Jul 10, 2022 - Science

Study: Nature used 57 ways to make over 5,600 minerals on Earth

calcite

Calcite. Photo: Rob Lavinski

Nature uses 57 ways to make the more than 5,600 minerals on Earth, scientists reported earlier this month.

Why it matters: Minerals are currently classified by their structure and composition — what they are. Adding information about how and when a mineral formed could help scientists spot signs of life on other planets and understand the origins of it here on Earth.

  • "If you want to know the past of Earth, then these are the time capsules, and we can open them with the information that they contain," mineralogist Robert Hazen of the Carnegie Institution for Science said, holding a more than 4.5 billion-year-old meteorite found in Morocco in his hand. In it, there are grains of minerals formed more than 5 billion years ago — before our solar system.

Details: Hazen and Shaunna Morrison, also of the Carnegie Institution of Science, compiled research about how the minerals recognized by the International Mineralogical Association formed — under high or low temperatures, with or without water, with an assist from microbes or not.

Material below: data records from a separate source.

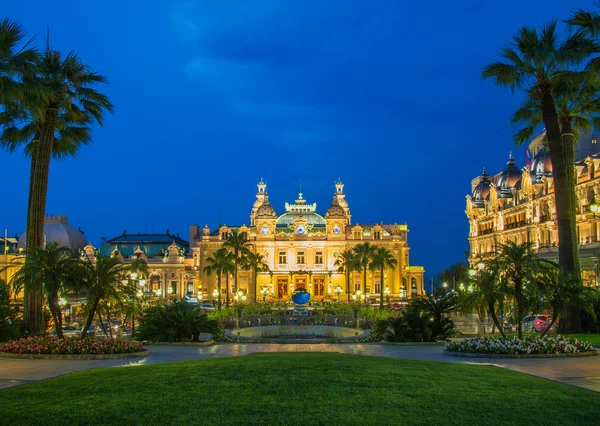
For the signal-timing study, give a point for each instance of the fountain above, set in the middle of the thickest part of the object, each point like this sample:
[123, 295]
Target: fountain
[291, 329]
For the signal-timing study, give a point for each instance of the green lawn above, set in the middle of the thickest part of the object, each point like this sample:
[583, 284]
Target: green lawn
[299, 388]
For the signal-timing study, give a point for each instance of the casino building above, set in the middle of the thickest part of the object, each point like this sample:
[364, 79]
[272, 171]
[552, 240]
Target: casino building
[517, 204]
[301, 246]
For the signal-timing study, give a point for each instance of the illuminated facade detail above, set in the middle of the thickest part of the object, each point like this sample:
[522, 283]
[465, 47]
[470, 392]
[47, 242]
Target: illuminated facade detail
[301, 246]
[518, 205]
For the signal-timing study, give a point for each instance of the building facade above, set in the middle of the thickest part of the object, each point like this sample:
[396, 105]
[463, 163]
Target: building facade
[518, 205]
[301, 246]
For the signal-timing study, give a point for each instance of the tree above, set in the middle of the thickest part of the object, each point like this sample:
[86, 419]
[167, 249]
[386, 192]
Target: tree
[364, 255]
[221, 263]
[52, 268]
[347, 262]
[535, 63]
[103, 279]
[382, 259]
[516, 266]
[256, 263]
[237, 242]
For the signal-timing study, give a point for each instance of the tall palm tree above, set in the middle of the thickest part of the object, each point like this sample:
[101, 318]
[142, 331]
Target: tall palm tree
[52, 267]
[221, 263]
[237, 242]
[535, 63]
[103, 280]
[515, 266]
[256, 263]
[347, 262]
[382, 259]
[364, 254]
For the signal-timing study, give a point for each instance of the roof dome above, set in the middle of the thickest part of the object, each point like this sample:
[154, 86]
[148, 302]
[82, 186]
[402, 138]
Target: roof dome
[509, 178]
[481, 192]
[541, 166]
[58, 230]
[335, 210]
[266, 210]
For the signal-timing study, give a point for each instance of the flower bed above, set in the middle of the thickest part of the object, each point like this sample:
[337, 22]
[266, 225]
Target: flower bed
[529, 345]
[52, 345]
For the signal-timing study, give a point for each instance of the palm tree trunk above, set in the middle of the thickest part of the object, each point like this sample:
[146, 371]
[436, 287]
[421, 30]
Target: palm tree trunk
[227, 290]
[219, 288]
[381, 288]
[563, 171]
[348, 283]
[90, 318]
[495, 318]
[37, 211]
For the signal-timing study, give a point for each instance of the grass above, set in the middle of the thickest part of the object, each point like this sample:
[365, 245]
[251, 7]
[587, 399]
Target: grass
[299, 388]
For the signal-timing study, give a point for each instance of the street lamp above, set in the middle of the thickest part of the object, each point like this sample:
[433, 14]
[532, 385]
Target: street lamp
[339, 290]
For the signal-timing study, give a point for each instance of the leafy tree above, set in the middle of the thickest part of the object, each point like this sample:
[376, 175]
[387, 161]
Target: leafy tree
[175, 322]
[103, 279]
[221, 263]
[515, 266]
[364, 254]
[51, 268]
[237, 242]
[347, 262]
[535, 63]
[256, 263]
[382, 260]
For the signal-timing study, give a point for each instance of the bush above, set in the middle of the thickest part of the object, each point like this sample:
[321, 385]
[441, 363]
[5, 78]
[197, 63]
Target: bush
[516, 346]
[53, 345]
[176, 322]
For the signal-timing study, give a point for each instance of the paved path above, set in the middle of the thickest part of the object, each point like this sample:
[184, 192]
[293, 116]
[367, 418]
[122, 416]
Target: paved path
[581, 372]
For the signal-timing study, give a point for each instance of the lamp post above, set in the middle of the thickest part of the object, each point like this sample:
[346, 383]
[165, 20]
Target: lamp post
[339, 290]
[387, 292]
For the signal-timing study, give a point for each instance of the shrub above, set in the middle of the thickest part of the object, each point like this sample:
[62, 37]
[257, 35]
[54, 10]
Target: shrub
[176, 322]
[53, 345]
[516, 346]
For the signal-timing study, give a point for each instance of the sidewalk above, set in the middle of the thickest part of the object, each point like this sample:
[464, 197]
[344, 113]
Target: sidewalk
[581, 372]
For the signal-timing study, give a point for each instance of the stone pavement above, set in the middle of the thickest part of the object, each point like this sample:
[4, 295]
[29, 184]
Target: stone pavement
[581, 372]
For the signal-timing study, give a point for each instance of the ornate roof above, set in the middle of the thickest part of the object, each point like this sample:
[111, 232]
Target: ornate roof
[541, 166]
[335, 210]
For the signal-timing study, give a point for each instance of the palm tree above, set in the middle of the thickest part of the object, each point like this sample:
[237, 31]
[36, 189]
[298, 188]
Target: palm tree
[515, 266]
[256, 263]
[237, 242]
[382, 259]
[221, 263]
[52, 268]
[347, 263]
[364, 255]
[536, 62]
[103, 280]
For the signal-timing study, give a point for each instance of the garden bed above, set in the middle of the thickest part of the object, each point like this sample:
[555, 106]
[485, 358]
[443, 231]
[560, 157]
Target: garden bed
[52, 347]
[512, 347]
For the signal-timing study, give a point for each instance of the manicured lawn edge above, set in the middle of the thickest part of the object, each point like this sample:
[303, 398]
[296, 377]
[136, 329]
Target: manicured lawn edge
[522, 356]
[207, 343]
[71, 357]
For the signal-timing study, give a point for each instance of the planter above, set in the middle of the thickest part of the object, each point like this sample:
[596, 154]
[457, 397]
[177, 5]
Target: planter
[80, 357]
[520, 356]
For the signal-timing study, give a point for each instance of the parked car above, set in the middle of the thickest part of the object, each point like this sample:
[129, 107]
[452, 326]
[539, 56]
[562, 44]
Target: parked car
[207, 306]
[537, 323]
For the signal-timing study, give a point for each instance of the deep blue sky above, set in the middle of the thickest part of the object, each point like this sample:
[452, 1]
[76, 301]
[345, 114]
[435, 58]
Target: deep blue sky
[211, 95]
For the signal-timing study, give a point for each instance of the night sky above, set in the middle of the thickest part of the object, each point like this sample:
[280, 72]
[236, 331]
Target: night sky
[210, 96]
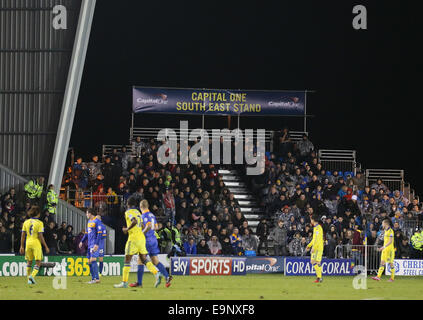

  • They found nature has 57 ways to make minerals — some involving lightning, penguin urine, microbes, volcanoes, plate tectonics, stars and more.
  • About 60% of the minerals found on Earth form one way, and 24% can form in two ways.
  • But nine minerals can be made in more than 15 ways. There are 21 paths to pyrite (fool's gold) — the most of any mineral.
  • Under their system, which is detailed in two recently published papers in the journal American Mineralogist, there are more than 10,550 "mineral kinds" on Earth. They say the classification system — the culmination of 15 years of work for Hazen — is a complement to the existing one.

They also found water is key. It helped to form more than 80% of minerals. Biological processes had a role in forming about half of minerals.

  • Knowing the markers of a mineral produced by microbes or water could help scientists spot those signs of life in the minerals of other worlds.

The intrigue: More than 42% of minerals are formed with the involvement of rare elements, which are less than 5 parts per million of Earth's crust.

  • That suggests Earth "has an incredible ability to select and concentrate rare elements through water-rock interactions," Hazen said, adding those interactions give "an incredible burst of diversity."
  • Mars has a ratio of rare elements similar to Earth. But Earth has plate tectonics and water that concentrate those elements and form minerals, said Morrison, who studies the mineralogy of Mars. "So we started out with the same stuff, but ended up in pretty different places."